Ethikdiskurse beschäftigen Mediziner gleichwohl wie Theologen, Politiker und die breite Öffentlichkeit. Es wird leidenschaftlich argumentiert, mit Moral, mit Werten und Normen einer Gesellschaft, mit Religion und Kultur. Der Faktor Kultur wird zu einer scheinbar unbestreitbaren Größe, er funktioniert als beliebtes Argument für die unterschiedlichen Einstellungen und erschwert weitere kommunikative Anschlussmöglichkeiten. Normen wie Menschenrechte und Menschenwürde, für welche die Vereinten Nationen und ihre Mitgliedstaaten eintreten, sollen gewahrt, Instrumentalisierung und Ausnutzung von menschlichem Leben verhindert werden. Nicht nur im eigenen Land, sondern weltweit. Ein wichtiges Desiderat der Bioethik ist somit die Suche nach einem „kulturübergreifenden, globalen Konsens im Umgang mit den immer brisanter werdenden Fortschritten der biomedizinischen Forschung und Praxis“ (Roetz 2004: 85). Doch ein nationaler Konsens gestaltet sich bereits schwierig, ein kulturübergreifender Konsens fast unmöglich. Eine Abgrenzung des eigenen Landes erscheint kaum mehr haltbar, sind mittlerweile Ländergrenzen meist keine Mobilitäts- oder Informationsgrenzen mehr, rückt das „jeweils andere“, die „andere Kultur“, doch immer näher. Ereignisse, auch aus fernen Ländern, erfahren Resonanz in anderen Ländern. So werden Stimmen laut, die nach Regelungen verlangen, die nicht nur im eigenen Land, sondern kulturübergreifend Gültigkeit besitzen. Die herrschende Uneinigkeit innerhalb der Länder, hinsichtlich der ethischen Beurteilung und angemessenen Reaktion auf die neuen Möglichkeiten, spiegelt sich auch auf der Ebene der Vereinten Nationen wider: Uneinigkeit in grundlegenden Fragen verhindert lange Zeit auch nur eine gemeinsame Richtlinie zu entwickeln.
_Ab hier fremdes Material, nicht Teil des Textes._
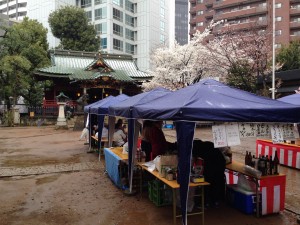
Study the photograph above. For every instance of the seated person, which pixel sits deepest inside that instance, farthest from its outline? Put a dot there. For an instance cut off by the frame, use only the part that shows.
(145, 143)
(157, 139)
(120, 137)
(104, 132)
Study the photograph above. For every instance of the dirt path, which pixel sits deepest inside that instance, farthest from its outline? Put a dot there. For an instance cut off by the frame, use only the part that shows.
(46, 177)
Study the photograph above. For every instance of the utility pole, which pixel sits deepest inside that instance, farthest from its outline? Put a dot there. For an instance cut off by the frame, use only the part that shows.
(273, 48)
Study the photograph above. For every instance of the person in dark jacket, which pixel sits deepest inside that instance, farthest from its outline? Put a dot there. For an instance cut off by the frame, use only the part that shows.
(214, 167)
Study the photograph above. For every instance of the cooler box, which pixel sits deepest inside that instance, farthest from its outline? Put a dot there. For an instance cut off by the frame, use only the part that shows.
(240, 199)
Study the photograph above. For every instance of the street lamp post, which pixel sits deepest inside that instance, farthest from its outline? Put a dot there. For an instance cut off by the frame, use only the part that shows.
(273, 52)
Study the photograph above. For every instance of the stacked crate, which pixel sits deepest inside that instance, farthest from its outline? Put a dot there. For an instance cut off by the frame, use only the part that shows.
(159, 193)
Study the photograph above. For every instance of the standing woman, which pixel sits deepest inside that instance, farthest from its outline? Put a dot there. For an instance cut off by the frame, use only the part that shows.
(120, 138)
(145, 143)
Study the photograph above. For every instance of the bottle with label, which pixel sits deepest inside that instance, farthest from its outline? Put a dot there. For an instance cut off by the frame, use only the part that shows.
(267, 161)
(246, 158)
(271, 166)
(276, 163)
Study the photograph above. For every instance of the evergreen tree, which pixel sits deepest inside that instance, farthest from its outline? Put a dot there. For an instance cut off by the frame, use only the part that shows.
(71, 25)
(23, 50)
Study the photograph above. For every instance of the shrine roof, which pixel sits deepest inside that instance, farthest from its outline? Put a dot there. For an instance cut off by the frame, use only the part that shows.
(91, 65)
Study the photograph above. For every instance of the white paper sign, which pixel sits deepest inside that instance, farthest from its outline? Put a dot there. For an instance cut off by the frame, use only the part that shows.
(247, 130)
(263, 130)
(288, 131)
(296, 130)
(219, 136)
(232, 135)
(276, 133)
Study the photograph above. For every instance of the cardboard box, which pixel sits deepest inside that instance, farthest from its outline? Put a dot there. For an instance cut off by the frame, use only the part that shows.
(242, 200)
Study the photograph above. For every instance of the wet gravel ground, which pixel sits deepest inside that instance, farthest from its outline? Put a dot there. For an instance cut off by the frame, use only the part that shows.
(47, 177)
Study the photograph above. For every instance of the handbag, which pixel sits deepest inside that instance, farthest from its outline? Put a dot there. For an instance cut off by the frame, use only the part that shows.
(162, 161)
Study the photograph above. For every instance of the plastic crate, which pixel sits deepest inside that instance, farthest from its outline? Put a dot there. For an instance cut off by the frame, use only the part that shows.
(159, 193)
(240, 199)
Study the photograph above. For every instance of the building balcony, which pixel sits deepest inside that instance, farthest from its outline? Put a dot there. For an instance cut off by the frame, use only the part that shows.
(208, 2)
(241, 13)
(294, 37)
(209, 14)
(294, 11)
(193, 20)
(240, 26)
(229, 3)
(294, 25)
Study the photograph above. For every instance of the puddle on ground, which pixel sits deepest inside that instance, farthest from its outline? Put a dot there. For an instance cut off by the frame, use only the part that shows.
(31, 160)
(47, 179)
(10, 151)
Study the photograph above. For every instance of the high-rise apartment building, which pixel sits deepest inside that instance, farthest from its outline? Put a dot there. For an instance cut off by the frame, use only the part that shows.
(133, 27)
(241, 14)
(181, 21)
(34, 9)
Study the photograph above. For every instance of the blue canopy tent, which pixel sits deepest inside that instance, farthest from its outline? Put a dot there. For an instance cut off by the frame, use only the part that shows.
(87, 109)
(209, 100)
(101, 110)
(292, 99)
(123, 109)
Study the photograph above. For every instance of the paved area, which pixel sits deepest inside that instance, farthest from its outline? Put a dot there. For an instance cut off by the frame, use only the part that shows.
(49, 178)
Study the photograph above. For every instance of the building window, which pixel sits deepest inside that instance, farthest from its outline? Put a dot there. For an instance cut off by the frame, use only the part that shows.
(117, 44)
(117, 14)
(89, 15)
(129, 48)
(200, 12)
(296, 19)
(101, 28)
(129, 6)
(162, 25)
(162, 12)
(97, 2)
(100, 13)
(277, 45)
(103, 43)
(129, 20)
(118, 2)
(278, 5)
(129, 34)
(118, 30)
(162, 39)
(86, 3)
(278, 32)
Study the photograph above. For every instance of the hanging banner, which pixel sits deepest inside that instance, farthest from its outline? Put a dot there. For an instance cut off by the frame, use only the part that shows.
(296, 130)
(276, 133)
(263, 130)
(232, 135)
(288, 131)
(219, 136)
(247, 130)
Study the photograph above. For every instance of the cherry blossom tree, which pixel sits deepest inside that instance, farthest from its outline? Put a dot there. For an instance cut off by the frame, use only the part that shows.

Inwieweit werden die Würde des Menschen und der Schutz des menschlichen Lebens überhaupt in vergleichbarer Weise von den unterschiedlichen Kulturen als entscheidende Normen anerkannt? Religion und gesellschaftliche Strukturen ergeben unterschiedliche „Menschenbilder“ , seien es durch christliches Schöpfungsdenken oder buddhistischen Glauben an Wiedergeburt geprägte. So kann die Vernichtung von Embryonen als ethisch akzeptabel oder inakzeptabel angesehen werden, je nachdem ob der Embryo bereits als Mensch gilt oder nicht. Verhindert „Kultur“ somit den geforderten globalen Konsens?

Diese Arbeit soll am aktuellen Beispiel der Stammzellforschung zeigen, welche Rolle der Faktor Kultur im Diskurs spielt und inwieweit er tatsächlich als ein Hindernis eines kulturübergreifenden Konsens funktioniert. Kann eine „Makroethik“ als Lösung dienen, eine Ethik, die auf einer übergeordneten Ebene, ungehindert der verschiedenen Kulturen, Gültigkeit besitzt?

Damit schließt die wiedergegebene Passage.